One year on, the sun is shining. I know that this is a Bad Thing really, this weird blast of early summer chucked into the tail end of winter, and that some sort of unspeakable climate change apocalypse is no doubt around the corner, but I can’t help but revel in it and soak up its healing warmth.

I’m on a train which is whisking me through mesmerisingly beautiful Shropshire countryside scenes, to a meeting with some of my oldest friends for lunch, and I have a dinner date tonight.

It once seemed quite impossible that I would ever be happy again, but there it is. My husband is dead, and never coming back, and I mourn him daily; nevertheless, the colour is returning to my life.

As for work, it too has settled into a pattern that suits me, and that I can even enjoy. I have finally found a small corner of general practice that I can tolerate – weekly evening extended-hours GP surgeries.

Less endless and draining than the weekend ones I started off with, and a chance to be reimmersed, week after week, into the glorious variety and unpredictability of life as a GP.

I had forgotten the way that people bring you little jam jars of bodily fluids for your inspection, for instance, or the contents of their baby’s nappies. I have had the usual astonishing confidences made in me, I have clasped people’s raw, chapped hands in mine, I have had an unexpected hug.

I have clasped people’s raw, chapped hands in mine; I have had an unexpected hug 

I have inspected the criss-cross patterns of self-inflicted cuts on a teenage boy’s arm, and sympathised with a woman gradually losing her once strong, proud, fiercely intelligent husband to the ravages of dementia.

I have cycled home each week in the dark, a welcome chance for the stories I have heard to settle within me, to join the thousands of others I have had shared with me over my 21 years in general practice. As I pedal, I marvel at the way people doggedly keep going, in the face of adversity.

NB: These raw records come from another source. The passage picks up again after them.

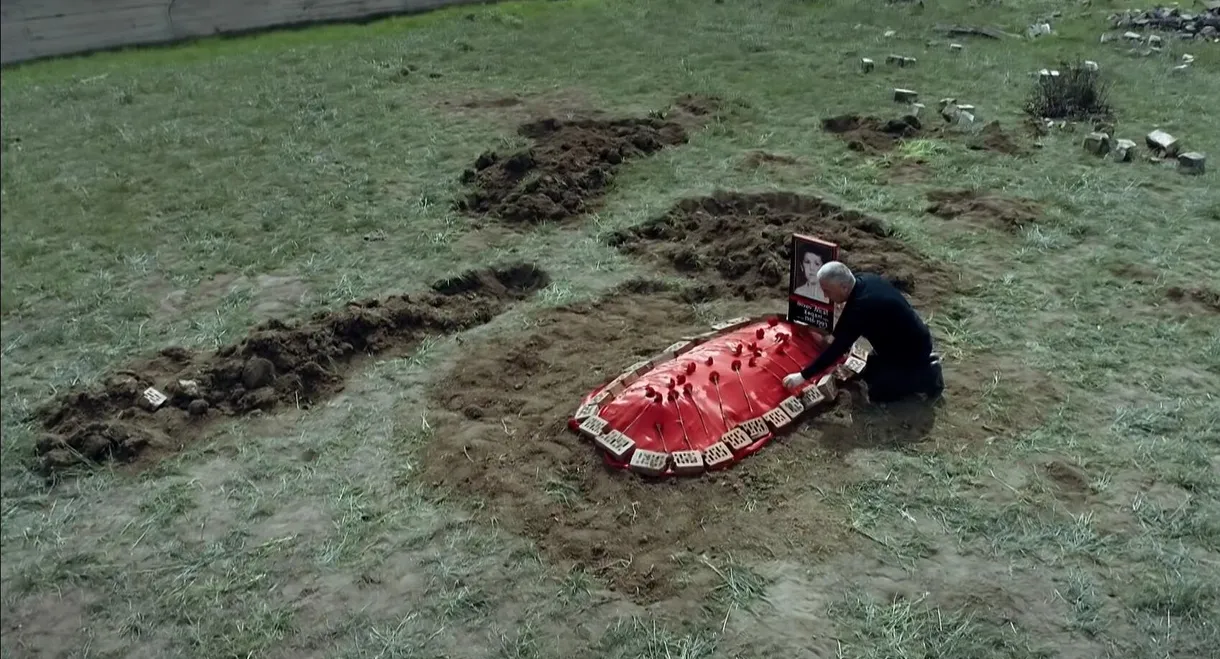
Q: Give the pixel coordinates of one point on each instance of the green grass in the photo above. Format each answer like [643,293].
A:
[128,177]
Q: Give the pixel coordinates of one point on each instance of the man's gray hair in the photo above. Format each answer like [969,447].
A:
[837,273]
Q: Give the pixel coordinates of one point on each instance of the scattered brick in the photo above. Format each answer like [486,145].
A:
[649,463]
[716,455]
[737,438]
[687,463]
[593,427]
[153,398]
[615,443]
[777,417]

In short, every week, for three hours, I’m reminded why I don’t just throw in the towel completely, and step away from my GP work for good. I know that my contribution to the vast national effort of primary care is tiny, but it’s a small offering of myself which remains important to me, it turns out.

Life is suffering, as the Buddhists tell us; yes, it certainly is. We all know that. But, fortunately, it isn’t just that. It is also reaching out to others as they suffer, however unable we feel to magically turn their lives around.

It is the holding of their hand, figuratively, and sometimes literally. It is what was offered to me, in my hour (my many hours!) of need, by so many, and in a small way, it is what I try to offer to others too.

I know that I can’t be any more of a GP than this, partly because of the time I wish to give to my two palliative care jobs, and to my children, and partly because of a deep personal exhaustion borne of grief and loss. But I am glad to still be on the team, so to speak. Glad, and proud.